Estranhas Formas de Vida

Forma 1: Ana Maria tem 13 anos. Paulo Ricardo tem 14. Ela o seduziu num baile funk e teve um filho dele. Ana estuda numa escola pública. Paulo Ricardo foi morar em Belém. Vivem de uma curta pensão dada pelo pai de Ana, que abandonou a família. Ana Maria vai aos bailes funks nos fins de semana. Giovani é cuidado pela mãe de Ana, que está desempregada.

Forma 2: Isabel tinha um apartamento, herança do marido falecido, juntamente com a pensão vitalícia. A filha pede dinheiro mensalmente para resolver suas dificuldades de classe média, como viajar e trocar de carro. O apartamento acaba de ser vendido para que a filha possa comprar um (vistoso) para ela. Isabel vai para uma “casa de idosos”.

Forma 3: Inácio é alfaiate aposentado e tem 98 anos. Mora sozinho no salão da antiga alfaiataria. Como ouve pouco e viveu muito, já não tem amigos. Vai para uma mesa do Café Januário, fuma seu cigarro, olhando para o infinito. Dorme com a cabeça recostada na coluna.

Forma 4: Judite é pobre, negro e homossexual. Anda com um saco nas costas. Seu verdadeiro nome não é Judite, é claro. Mas ninguém sabe o nome dele. Há tempos andava com a amiga Joana-Sem-Calça. Vive de caridade, de pratos de comida de restaurantes, roupas doadas, sapatos imprestáveis. Faz anos que não tem namorado.

Forma 5: Darci é engenheiro e vive com os pais. Faz biscates em pequenas obras que são conseguidas pela mãe. Quando consegue dinheiro paga uma prostituta fixa, por quem é meio enamorado. Ela o despreza, mas ele não percebe. Faz amor muito rapidamente, em função do longo tempo de espera. Tem bronquite asmática e fuma um cigarro atrás do outro.

Forma 6: Suelen cuida carros na praça central. Ao mesmo tempo fica de olho nos filhos que fazem malabarismo, com limões, no sinal da esquina. Ela os cuida, na verdade, para ter noção do dinheiro que eles recebem. Assim garante que eles não vão usar o ganho em crack. Já não tem nenhum carinho por eles, apenas os preza como fonte extra de renda. Se um deles fosse atropelado, isso abalaria a sobrevivência dela própria. Pensa em ter outros filhos, como garantia.

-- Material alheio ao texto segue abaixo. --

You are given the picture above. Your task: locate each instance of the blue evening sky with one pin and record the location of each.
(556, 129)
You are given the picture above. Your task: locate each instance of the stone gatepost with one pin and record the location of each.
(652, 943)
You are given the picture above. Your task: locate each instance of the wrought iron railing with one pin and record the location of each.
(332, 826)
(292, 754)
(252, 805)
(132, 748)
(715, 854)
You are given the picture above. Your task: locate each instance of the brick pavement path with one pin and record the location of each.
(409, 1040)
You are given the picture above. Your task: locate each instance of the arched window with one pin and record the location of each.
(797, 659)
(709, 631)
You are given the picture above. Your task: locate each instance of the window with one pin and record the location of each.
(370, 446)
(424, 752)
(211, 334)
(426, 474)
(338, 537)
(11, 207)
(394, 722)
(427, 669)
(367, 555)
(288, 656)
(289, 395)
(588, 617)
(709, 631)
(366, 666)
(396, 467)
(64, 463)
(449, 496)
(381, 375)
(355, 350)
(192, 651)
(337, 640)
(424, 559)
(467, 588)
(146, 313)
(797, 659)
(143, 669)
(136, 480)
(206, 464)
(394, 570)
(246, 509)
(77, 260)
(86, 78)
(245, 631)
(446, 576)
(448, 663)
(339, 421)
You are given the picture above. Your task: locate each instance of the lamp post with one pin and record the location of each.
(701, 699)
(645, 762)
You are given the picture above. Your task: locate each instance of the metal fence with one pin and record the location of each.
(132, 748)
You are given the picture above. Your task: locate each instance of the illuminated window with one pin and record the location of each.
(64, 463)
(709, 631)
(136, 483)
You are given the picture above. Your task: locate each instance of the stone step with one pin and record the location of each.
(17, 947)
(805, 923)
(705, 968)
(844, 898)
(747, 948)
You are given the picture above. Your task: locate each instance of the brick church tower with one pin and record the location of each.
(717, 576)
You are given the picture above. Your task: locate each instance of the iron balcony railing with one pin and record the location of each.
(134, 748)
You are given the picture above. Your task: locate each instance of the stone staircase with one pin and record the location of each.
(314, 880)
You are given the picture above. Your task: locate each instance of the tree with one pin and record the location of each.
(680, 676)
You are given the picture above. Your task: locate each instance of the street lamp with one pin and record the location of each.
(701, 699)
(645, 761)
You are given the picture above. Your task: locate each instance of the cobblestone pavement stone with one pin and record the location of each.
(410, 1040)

Forma 7: Pedrinho é filho único de um magnata da indústria. Não trabalha. Tem carro importado. Usa heroína. Já foi assaltado e seqüestrado. Entra em sítios de pornografia infantil na Internet. Reclama da mesada que o pai dá. Vivem às turras. A mãe, alcoólatra, não se mete, com medo do divórcio ameaçador. Pedrinho bate na namorada.

Forma 8: Sérginho trabalha no Banco Itaú. É solteirão. Faz o mesmo serviço burocrático repetidamente, diariamente, semanalmente, anualmente. Como o salário é bom e vem com outros benefícios, não reclama, nem se mete em propostas ilegais. Mas quer ser baterista de rock. Treina na garagem nos fins de semana. Imagina-se um Keith Moon.

Forma 9: Júlia é cabeleireira, divorciada do marido drogadito, com uma filha com necessidades especiais. Trabalha 10 horas por dia em salão próprio. Com isso, sustenta a família: mãe idosa, irmã com obesidade mórbida. Assina a revista “Ana Maria”. Sonha em ser modelo, mas está engordando a olhos vistos. Júlia vai para a balada nos finais de semana e fica com diferentes parceiros. Está grávida, mas ainda não sabe.

Forma 10: Fernando tem 30 anos e mora com a mãe controladora, por quem é apaixonado. Ele está desempregado. Joga na Mega-Sena. Ela, católica fervorosa, sonha casar o filho com uma virgenzinha, que cuide dos dois. Ele é fã número um de Norman Bates.